8 A Directiva 76/207 dispõe no seu artigo 1._, n._ 1:

«A presente directiva tem em vista a realização, nos Estados-Membros, do princípio da igualdade de tratamento entre homens e mulheres no que se refere ao acesso ao emprego, incluindo a promoção, e à formação profissional, assim como no que se refere às condições, de trabalho e, nas condições previstas no n._ 2, à segurança social. [...]»

9 O artigo 2._, n.os 1 a 3, da mesma directiva tem a seguinte redacção:

«1. O princípio da igualdade de tratamento, na acepção das disposições adiante referidas, implica a ausência de qualquer discriminação em razão do sexo, quer directa, quer indirectamente, nomeadamente pela referência à situação matrimonial ou familiar.

2. A presente directiva não constitui obstáculo à faculdade que os Estados-Membros têm de excluir do seu âmbito de aplicação as actividades profissionais e, eventualmente, as formações que a elas conduzam, e para as quais, em razão da sua natureza ou das condições do seu exercício, o sexo constitua uma condição determinante.
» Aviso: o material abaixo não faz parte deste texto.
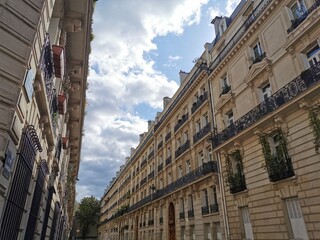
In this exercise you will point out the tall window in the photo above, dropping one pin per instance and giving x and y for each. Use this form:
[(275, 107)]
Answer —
[(246, 223), (188, 166), (313, 55), (297, 223), (225, 86), (229, 118), (265, 91), (297, 9)]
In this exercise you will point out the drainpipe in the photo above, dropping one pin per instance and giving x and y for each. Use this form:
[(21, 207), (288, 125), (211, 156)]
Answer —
[(221, 181)]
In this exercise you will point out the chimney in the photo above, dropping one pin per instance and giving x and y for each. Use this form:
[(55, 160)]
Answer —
[(150, 123), (183, 76), (166, 100)]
3. A presente directiva não constitui obstáculo às disposições relativas à protecção da mulher, nomeadamente no que se refere à gravidez e à maternidade.»

10 Nos termos do artigo 3._, n._ 1, da Directiva 76/207:

«A aplicação do princípio da igualdade de tratamento implica a ausência de qualquer discriminação em razão do sexo nas condições de acesso, incluindo os critérios de selecção, a empregos ou a postos de trabalho, seja qual for o sector ou o ramo de actividade e a todos os níveis da hierarquia profissional.»

A legislação nacional

11 Nos termos do artigo 12a da Grundgesetz für die Bundesrepublik Deutschland (Lei Fundamental da República Federal da Alemanha, na versão publicada no BGBl. 2000 I S., p. 1755, a seguir «Grundgesetz»):

«1. Os homens poderão, a partir dos dezoito anos completos, ser obrigados a servir nas Forças Armadas, na Polícia Federal das Fronteiras ou numa unidade de protecção civil.

[...]

4. Se, em situação de defesa, as necessidades em serviços civis dos estabelecimentos sanitários civis e dos hospitais militares fixos não puderem ser cobertas com base em voluntariado, poderão ser afectadas a esses serviços, por lei ou por força de uma lei, as mulheres com idades compreendidas entre os dezoito e os cinquenta anos completos. Não deverão em caso algum prestar serviço armado.»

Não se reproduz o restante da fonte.